The 10-year-old bloody insurgency has claimed thousands of lives and devastated the area. Borno State is the epicenter, while Yobe and Adamawa states have also been ravaged. Over two million people comprising mostly women, children and the elderly, have been rendered homeless and are now quartered in Internally Displaced Persons (IDP) camps across the states.
Around 2015 or thereabouts, government unequivocally declared that Boko Haram has been technically defeated. But all that has proved to be a mirage as the insurgents became more ferocious in the attacks on hapless villagers in the war zone.
All the promises of the government to free the Northeast from the stranglehold of Boko Haram have been fruitless. Government, as a matter of fact, has failed Nigerians in this battle despite the huge budgetary outlay, which has not led to equipping the military adequately. In 2014, the immediate past Governor of Borno State, Kashim Shettima, declared, unequivocally, that the terrorists were better armed than government forces fighting it. He was harshly rebuked from different quarters and even branded as sabotaging the war for saying so.
“Boko Haram are better armed and are better motivated than our own troops,” Kashim Shettima told President Goodluck Jonathan after a meeting with him.
“Given the present state of affairs, it is absolutely impossible for us to defeat Boko Haram,” Shettima was quoted by Reuters news agency as saying.
Recently, Shettima’s successor, the Governor of Borno State, Babagana Umara Zulum, raised the same alarm over the lingering war with Boko Haram and the fact that it might not end soon. The Governor raised the alarm in Maiduguri while briefing the House of Representatives Speaker, Femi Gbajabiamila and other members of the National Assembly (NASS) who were on a security assessment mission in the state.
According to him, “This Boko Haram war may not end soon because the terrorists now deploy drones in their operations.” This, to him, indicates that the terrorists seem to possess better technological weapons of warfare than the military.
The Borno State Governor’s candid view that without adopting proper and up-to-date technological warfare edge over Boko Haram, this war would never end, should not be taken lightly by the Commander-in-Chief of the armed forces.
Government should use whatever possible means within its power to end the crisis.
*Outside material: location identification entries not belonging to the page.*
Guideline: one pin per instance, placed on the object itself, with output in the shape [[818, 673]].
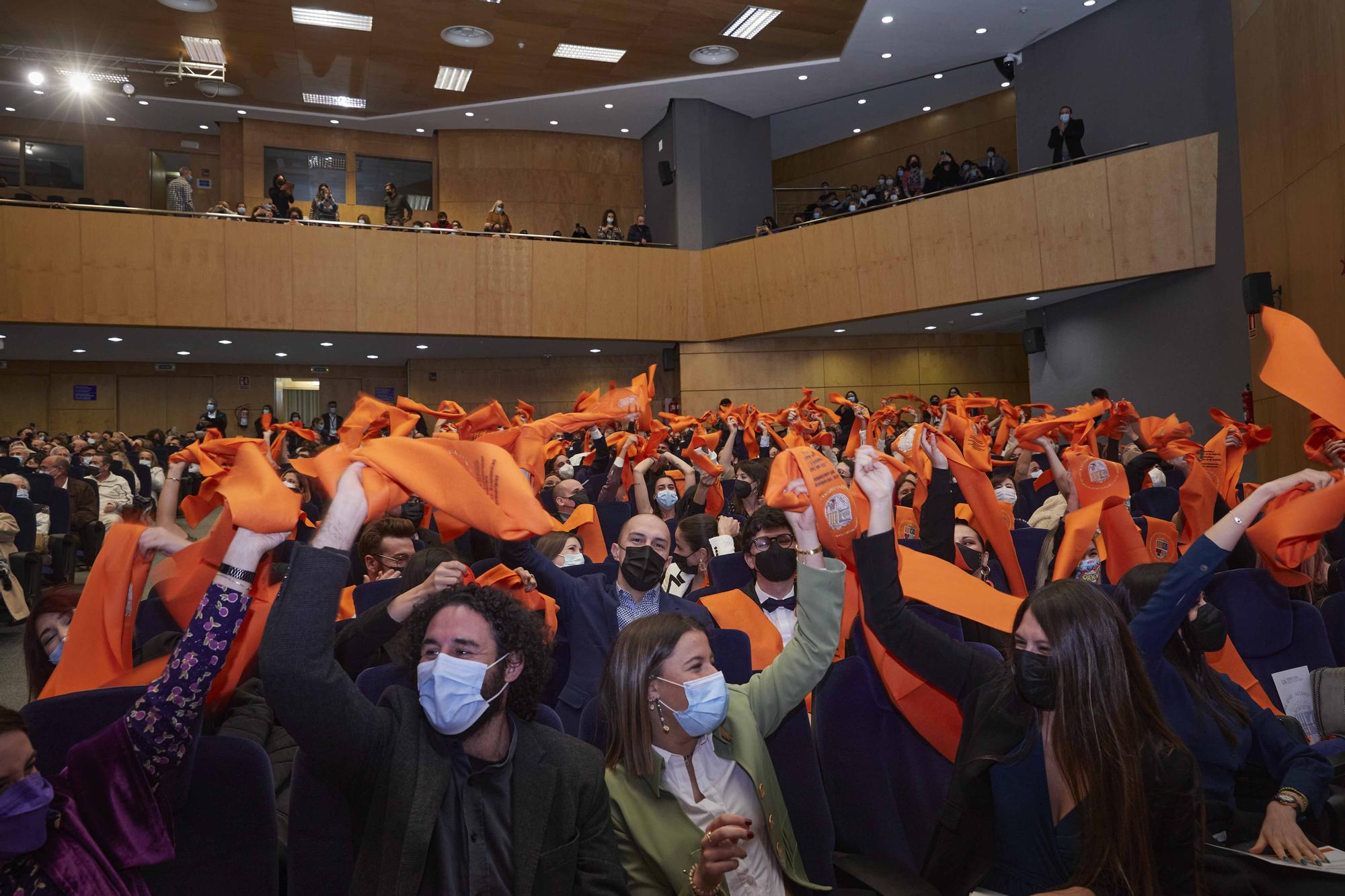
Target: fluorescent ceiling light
[[332, 19], [451, 79], [750, 24], [205, 50], [325, 100], [592, 54]]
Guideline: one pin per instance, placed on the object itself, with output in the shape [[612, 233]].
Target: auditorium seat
[[1270, 631]]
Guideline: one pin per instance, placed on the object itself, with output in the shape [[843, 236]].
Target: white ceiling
[[926, 37]]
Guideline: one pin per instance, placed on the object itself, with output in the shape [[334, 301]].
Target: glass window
[[306, 169], [9, 162], [414, 179], [53, 165]]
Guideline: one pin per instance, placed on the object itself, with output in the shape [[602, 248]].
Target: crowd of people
[[1096, 712]]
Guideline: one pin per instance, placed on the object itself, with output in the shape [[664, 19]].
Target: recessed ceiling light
[[453, 79], [328, 100], [592, 54], [205, 50], [750, 24], [332, 19]]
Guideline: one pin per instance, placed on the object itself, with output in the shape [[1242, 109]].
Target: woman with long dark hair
[[1066, 774], [1223, 727], [675, 720]]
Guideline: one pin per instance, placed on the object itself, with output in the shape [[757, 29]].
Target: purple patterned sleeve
[[161, 720]]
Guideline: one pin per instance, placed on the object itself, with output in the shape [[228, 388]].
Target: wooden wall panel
[[611, 298], [259, 278], [1004, 239], [1151, 210], [42, 249], [884, 270], [190, 251], [119, 268], [941, 241], [446, 286], [328, 291], [562, 290], [504, 287], [1074, 221], [384, 261]]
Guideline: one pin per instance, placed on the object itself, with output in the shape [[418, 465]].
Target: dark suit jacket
[[385, 759], [587, 618], [996, 720], [84, 503], [1073, 140]]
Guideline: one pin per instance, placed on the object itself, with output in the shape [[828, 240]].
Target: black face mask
[[642, 568], [778, 564], [1036, 680], [1211, 628]]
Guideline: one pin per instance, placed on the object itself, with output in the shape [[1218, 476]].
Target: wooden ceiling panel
[[393, 68]]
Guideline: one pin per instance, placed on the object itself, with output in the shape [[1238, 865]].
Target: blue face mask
[[707, 704]]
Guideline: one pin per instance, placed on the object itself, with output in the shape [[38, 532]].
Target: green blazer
[[658, 842]]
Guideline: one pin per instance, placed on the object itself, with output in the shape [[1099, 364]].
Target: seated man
[[453, 788], [592, 612]]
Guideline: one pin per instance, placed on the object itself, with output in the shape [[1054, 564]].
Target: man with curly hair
[[453, 790]]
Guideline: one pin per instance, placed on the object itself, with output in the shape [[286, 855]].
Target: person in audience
[[92, 827], [1217, 719], [995, 165], [454, 787], [1058, 782], [323, 206], [180, 192], [640, 233], [594, 611], [1066, 139], [610, 231], [688, 766], [497, 220], [282, 196]]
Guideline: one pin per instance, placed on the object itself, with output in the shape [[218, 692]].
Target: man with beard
[[453, 788]]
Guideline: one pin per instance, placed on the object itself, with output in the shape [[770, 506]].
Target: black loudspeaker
[[1257, 292], [1034, 339]]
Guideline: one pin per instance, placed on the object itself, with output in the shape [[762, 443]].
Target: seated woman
[[687, 763], [100, 821], [1217, 719], [1066, 772]]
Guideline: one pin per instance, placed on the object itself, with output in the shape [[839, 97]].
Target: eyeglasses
[[763, 542]]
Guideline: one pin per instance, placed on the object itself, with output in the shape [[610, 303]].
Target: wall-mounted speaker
[[1034, 341]]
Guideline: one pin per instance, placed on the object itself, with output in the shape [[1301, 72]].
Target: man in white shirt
[[114, 491]]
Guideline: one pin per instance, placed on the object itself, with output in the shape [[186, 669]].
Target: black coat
[[996, 720], [1071, 140]]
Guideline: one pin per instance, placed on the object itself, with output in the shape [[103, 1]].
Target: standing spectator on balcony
[[325, 205], [1066, 139], [282, 196], [995, 166], [396, 209], [640, 233], [180, 192]]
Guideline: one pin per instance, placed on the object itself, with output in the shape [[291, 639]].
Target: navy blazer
[[587, 618]]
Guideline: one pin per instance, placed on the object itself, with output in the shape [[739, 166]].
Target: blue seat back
[[1160, 502]]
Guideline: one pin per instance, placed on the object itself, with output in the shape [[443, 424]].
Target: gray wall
[[1156, 71], [723, 163]]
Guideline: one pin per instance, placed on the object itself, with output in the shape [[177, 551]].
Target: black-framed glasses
[[763, 542]]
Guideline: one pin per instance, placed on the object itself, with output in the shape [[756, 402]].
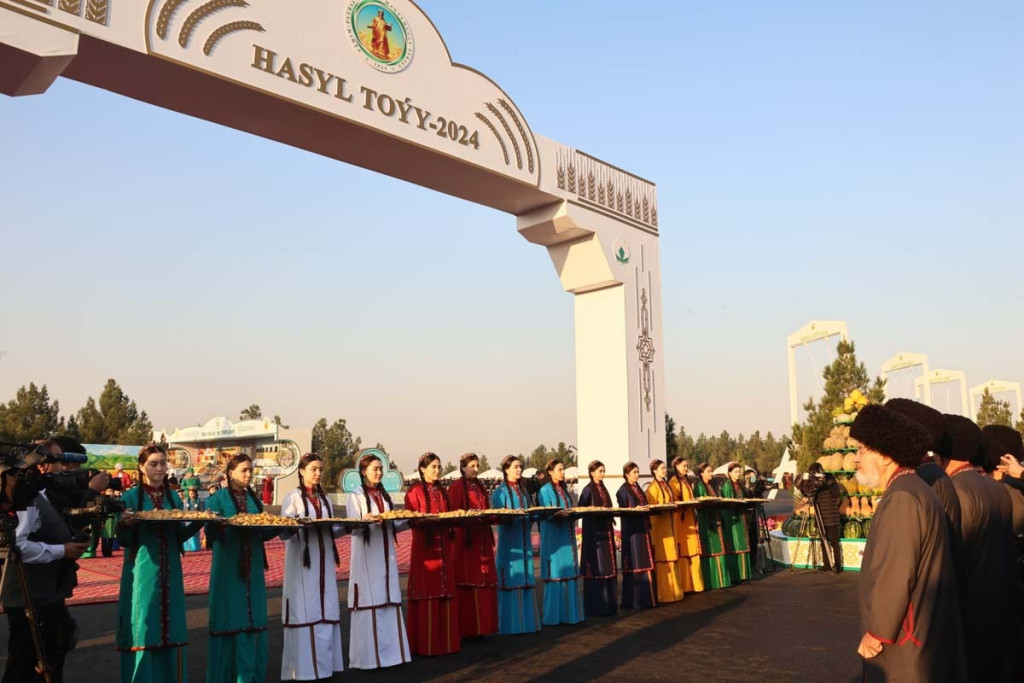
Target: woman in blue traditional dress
[[237, 651], [638, 553], [597, 553], [559, 566], [734, 528], [193, 504], [151, 631], [516, 600]]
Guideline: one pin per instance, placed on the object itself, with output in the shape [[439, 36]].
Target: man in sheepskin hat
[[989, 586], [909, 603]]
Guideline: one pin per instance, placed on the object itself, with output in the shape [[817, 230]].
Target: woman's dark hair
[[593, 467], [364, 464], [231, 465], [143, 455], [676, 462], [466, 459], [322, 498], [464, 462], [561, 488], [425, 461], [515, 489]]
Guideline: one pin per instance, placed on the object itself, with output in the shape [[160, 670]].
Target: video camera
[[20, 480]]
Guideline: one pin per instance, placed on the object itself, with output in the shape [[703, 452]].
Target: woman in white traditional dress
[[377, 636], [309, 609]]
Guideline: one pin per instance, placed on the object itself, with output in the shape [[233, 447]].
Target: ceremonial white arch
[[320, 75], [900, 383], [944, 379], [995, 387], [810, 333]]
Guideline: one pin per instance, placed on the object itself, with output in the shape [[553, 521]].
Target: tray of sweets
[[178, 516], [591, 511], [351, 522], [263, 520], [391, 515], [542, 512]]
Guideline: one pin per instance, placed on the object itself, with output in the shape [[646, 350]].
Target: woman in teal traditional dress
[[151, 631], [712, 539], [559, 567], [193, 503], [516, 600], [238, 592], [734, 527]]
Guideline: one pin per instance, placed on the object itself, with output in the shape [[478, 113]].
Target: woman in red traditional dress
[[475, 575], [433, 619]]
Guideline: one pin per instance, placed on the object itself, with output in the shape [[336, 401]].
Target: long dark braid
[[364, 464], [425, 461], [306, 459], [561, 488], [244, 556], [330, 529]]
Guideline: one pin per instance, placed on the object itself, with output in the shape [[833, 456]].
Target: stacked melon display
[[857, 503]]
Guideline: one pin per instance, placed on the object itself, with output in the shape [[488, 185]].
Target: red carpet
[[99, 578]]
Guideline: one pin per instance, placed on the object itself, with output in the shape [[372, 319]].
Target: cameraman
[[822, 489], [45, 542]]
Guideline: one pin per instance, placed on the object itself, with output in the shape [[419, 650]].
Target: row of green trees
[[760, 452], [114, 418]]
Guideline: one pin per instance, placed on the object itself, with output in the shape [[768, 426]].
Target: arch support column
[[611, 268], [33, 53]]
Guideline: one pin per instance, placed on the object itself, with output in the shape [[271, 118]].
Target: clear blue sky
[[857, 161]]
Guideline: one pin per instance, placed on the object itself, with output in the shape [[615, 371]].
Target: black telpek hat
[[965, 437], [1009, 437], [989, 453], [892, 434], [928, 418]]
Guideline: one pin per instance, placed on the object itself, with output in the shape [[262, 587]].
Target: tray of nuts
[[178, 516], [347, 522], [262, 520]]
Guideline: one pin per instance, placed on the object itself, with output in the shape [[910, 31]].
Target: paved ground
[[784, 627]]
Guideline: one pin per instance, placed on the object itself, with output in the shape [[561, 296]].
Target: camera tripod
[[10, 557], [762, 526], [801, 535]]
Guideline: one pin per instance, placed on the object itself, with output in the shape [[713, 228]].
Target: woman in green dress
[[734, 527], [238, 590], [710, 526], [151, 631]]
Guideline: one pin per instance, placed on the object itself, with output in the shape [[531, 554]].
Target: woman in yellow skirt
[[663, 536], [687, 535]]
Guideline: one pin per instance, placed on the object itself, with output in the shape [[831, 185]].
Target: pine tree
[[115, 419], [843, 376], [992, 412], [337, 446], [30, 416]]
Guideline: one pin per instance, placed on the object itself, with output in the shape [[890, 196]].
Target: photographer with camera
[[822, 493], [45, 541]]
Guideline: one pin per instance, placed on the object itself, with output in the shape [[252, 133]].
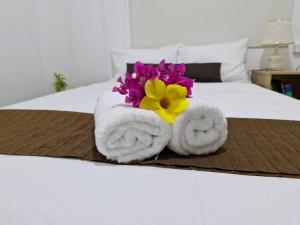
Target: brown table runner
[[254, 146]]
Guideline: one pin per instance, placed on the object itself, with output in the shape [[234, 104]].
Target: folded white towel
[[124, 133], [201, 129]]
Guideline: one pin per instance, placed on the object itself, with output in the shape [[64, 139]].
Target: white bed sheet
[[35, 190]]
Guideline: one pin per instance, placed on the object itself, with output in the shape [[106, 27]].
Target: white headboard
[[161, 22]]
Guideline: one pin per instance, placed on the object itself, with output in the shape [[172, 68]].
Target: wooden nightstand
[[265, 78]]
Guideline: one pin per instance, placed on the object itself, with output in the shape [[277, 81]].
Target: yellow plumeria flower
[[166, 101]]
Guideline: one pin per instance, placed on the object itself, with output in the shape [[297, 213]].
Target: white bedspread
[[38, 191]]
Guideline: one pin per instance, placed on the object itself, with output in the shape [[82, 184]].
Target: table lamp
[[278, 34]]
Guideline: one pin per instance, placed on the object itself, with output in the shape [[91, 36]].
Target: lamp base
[[275, 61]]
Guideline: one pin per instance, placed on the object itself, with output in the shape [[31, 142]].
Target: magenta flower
[[133, 86]]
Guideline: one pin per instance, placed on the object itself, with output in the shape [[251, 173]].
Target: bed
[[41, 190]]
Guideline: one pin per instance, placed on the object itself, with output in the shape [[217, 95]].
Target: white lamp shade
[[278, 32]]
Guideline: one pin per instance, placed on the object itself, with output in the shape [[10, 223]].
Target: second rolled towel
[[201, 129], [124, 133]]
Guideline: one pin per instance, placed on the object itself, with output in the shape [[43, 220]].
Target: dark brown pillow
[[201, 72]]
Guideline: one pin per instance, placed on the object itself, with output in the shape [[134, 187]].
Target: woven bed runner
[[254, 146]]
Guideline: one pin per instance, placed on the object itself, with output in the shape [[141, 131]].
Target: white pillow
[[232, 55], [120, 57]]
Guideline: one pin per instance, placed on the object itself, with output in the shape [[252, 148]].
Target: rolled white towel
[[124, 133], [201, 129]]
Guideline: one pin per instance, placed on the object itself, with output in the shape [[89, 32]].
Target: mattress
[[36, 190]]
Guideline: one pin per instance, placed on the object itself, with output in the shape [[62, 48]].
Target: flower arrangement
[[162, 89]]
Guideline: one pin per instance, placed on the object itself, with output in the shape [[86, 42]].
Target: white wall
[[32, 49], [21, 74], [163, 22]]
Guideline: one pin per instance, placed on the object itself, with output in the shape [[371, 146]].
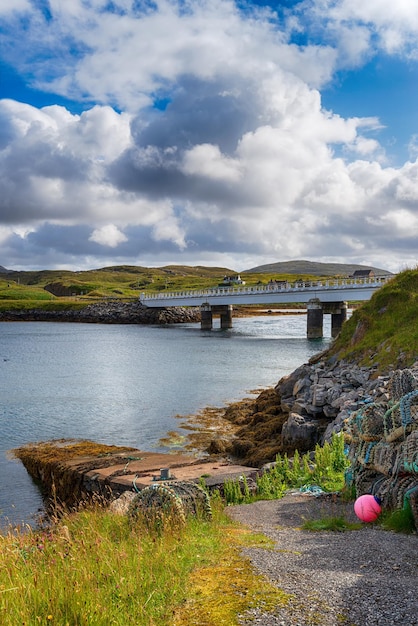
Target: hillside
[[313, 268], [381, 336]]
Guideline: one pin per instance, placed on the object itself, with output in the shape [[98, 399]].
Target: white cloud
[[108, 235], [238, 161], [207, 160], [393, 26]]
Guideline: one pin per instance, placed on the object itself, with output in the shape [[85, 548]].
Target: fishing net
[[170, 503]]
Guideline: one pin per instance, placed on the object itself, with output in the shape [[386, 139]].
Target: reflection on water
[[123, 385]]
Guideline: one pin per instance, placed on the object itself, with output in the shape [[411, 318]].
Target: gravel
[[363, 577]]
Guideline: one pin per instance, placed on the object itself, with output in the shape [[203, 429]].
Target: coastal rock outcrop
[[106, 312]]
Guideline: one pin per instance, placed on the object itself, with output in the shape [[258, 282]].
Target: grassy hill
[[384, 331], [313, 268], [126, 282]]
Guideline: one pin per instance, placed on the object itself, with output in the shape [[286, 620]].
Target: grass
[[383, 332], [94, 568], [400, 521], [50, 287], [326, 472]]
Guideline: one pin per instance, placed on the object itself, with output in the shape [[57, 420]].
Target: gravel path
[[366, 577]]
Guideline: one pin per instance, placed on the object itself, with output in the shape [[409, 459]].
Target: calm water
[[124, 384]]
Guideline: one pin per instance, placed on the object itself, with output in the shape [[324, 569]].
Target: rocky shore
[[106, 312]]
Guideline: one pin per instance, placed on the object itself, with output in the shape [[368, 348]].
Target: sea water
[[125, 384]]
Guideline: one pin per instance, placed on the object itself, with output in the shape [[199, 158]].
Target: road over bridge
[[322, 296]]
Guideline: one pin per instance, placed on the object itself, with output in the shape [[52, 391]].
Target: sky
[[208, 132]]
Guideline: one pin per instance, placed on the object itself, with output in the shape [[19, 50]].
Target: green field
[[58, 289]]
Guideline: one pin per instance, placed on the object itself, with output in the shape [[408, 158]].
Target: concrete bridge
[[321, 297]]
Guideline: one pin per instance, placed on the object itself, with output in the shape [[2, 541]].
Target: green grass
[[327, 472], [94, 568], [36, 289], [383, 332], [400, 521]]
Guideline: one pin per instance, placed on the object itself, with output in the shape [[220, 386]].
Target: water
[[124, 384]]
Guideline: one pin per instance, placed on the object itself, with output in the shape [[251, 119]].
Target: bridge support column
[[206, 317], [338, 312], [226, 316], [315, 319]]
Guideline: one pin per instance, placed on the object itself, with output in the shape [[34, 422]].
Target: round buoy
[[367, 508]]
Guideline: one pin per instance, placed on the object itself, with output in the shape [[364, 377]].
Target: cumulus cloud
[[208, 140], [108, 235], [357, 28]]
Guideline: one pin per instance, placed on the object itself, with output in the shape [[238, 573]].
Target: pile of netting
[[383, 438], [170, 502]]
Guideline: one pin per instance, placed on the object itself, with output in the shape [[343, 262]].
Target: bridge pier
[[338, 312], [206, 318], [316, 310], [315, 319], [207, 312]]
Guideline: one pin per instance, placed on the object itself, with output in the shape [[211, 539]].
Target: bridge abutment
[[206, 318], [207, 312], [315, 319], [315, 322], [338, 312]]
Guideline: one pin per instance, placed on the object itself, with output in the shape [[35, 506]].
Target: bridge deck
[[336, 290]]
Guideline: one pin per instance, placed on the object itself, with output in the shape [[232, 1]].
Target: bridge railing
[[297, 286]]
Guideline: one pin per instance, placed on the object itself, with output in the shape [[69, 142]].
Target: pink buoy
[[367, 508]]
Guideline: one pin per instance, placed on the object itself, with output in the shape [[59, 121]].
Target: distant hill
[[313, 268]]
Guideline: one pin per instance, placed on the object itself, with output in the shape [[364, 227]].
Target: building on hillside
[[363, 274], [229, 281]]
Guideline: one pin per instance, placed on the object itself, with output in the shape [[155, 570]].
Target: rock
[[302, 434], [121, 505], [107, 312]]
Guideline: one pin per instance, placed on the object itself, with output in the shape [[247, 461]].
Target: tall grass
[[326, 471], [96, 568]]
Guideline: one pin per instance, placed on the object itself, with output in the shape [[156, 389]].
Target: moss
[[219, 594]]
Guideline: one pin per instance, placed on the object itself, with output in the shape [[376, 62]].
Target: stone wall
[[111, 312]]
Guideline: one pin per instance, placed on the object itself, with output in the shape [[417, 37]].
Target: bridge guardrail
[[331, 284]]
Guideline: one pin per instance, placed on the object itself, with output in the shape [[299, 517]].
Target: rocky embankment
[[378, 415], [305, 408], [106, 313]]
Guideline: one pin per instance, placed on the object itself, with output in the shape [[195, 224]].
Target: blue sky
[[208, 132]]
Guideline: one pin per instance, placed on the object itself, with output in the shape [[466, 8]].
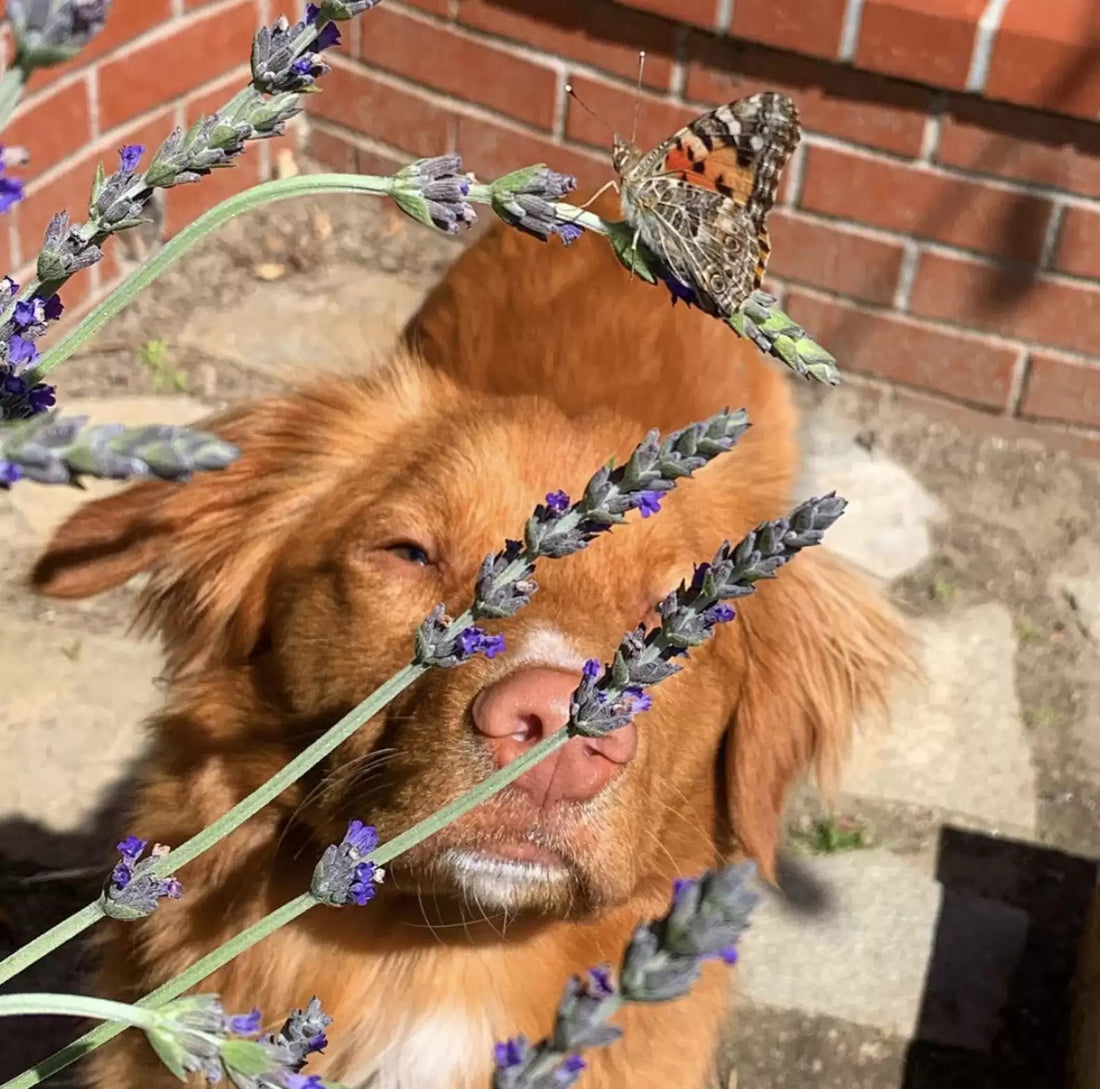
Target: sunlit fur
[[281, 608]]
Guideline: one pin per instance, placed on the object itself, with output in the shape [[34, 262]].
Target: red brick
[[331, 150], [1063, 389], [827, 255], [1009, 300], [889, 345], [127, 20], [930, 41], [657, 119], [359, 100], [594, 34], [184, 204], [204, 48], [791, 24], [838, 101], [993, 139], [1079, 244], [446, 61], [925, 204], [51, 125], [702, 12], [492, 150], [1046, 54]]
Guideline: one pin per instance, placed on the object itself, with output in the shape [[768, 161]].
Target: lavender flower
[[661, 961], [133, 891], [303, 1033], [523, 198], [342, 876], [195, 1034], [433, 191], [11, 193], [62, 451], [704, 922], [690, 614], [52, 31], [443, 642], [286, 57]]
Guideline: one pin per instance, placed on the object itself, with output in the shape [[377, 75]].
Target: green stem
[[228, 822], [53, 938], [77, 1005], [288, 912], [266, 193], [11, 87]]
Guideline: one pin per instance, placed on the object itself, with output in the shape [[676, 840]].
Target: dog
[[288, 586]]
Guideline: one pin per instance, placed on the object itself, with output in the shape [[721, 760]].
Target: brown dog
[[288, 587]]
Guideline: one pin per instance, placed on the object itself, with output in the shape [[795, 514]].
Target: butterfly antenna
[[576, 98], [637, 96]]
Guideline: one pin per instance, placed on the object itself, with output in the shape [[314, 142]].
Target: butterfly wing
[[716, 178]]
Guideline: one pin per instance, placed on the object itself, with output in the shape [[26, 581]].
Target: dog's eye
[[409, 552]]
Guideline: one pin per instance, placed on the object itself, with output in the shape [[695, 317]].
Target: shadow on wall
[[33, 898], [998, 994], [1025, 220]]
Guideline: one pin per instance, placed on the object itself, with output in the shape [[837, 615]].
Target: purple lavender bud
[[523, 198], [133, 890], [648, 503], [30, 312], [342, 876], [433, 191], [361, 837], [11, 193], [244, 1024], [21, 351], [327, 36], [130, 156]]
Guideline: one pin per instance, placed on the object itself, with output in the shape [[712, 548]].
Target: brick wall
[[939, 227]]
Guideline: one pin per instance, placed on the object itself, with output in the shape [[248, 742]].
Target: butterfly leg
[[598, 194], [634, 248]]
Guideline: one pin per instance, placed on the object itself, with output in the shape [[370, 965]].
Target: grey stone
[[70, 724], [861, 957], [958, 743], [886, 529], [1077, 579], [340, 322]]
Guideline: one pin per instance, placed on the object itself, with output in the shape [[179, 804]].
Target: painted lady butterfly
[[701, 199]]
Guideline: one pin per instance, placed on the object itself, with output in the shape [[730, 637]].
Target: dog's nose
[[525, 706]]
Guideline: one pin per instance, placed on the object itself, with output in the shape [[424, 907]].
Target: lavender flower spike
[[689, 616], [50, 450], [194, 1034], [132, 891], [523, 198], [443, 642], [704, 922], [52, 31], [342, 877], [433, 191], [707, 916]]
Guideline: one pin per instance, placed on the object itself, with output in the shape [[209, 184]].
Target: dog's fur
[[281, 607]]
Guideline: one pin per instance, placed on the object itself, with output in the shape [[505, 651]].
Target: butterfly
[[701, 199]]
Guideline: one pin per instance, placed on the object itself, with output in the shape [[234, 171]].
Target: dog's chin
[[514, 878]]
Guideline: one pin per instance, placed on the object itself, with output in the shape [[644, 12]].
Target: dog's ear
[[209, 546], [821, 648]]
Government may in truth be doing its best but internal sabotage may be at play to frustrate the effort. That is why continued retention of the service and security chiefs whose tenures have expired amid consistent failure in a fighting insurgency is not in pubic interest anymore.
It is trite to say that wars hardly end on the battlefield but on the negotiating table. Government should continue to seek dialogue with the insurgents. Finally, the military should not relent but should continue to show more commitment and patriotism in the defence of the nation that will always salute their gallantry.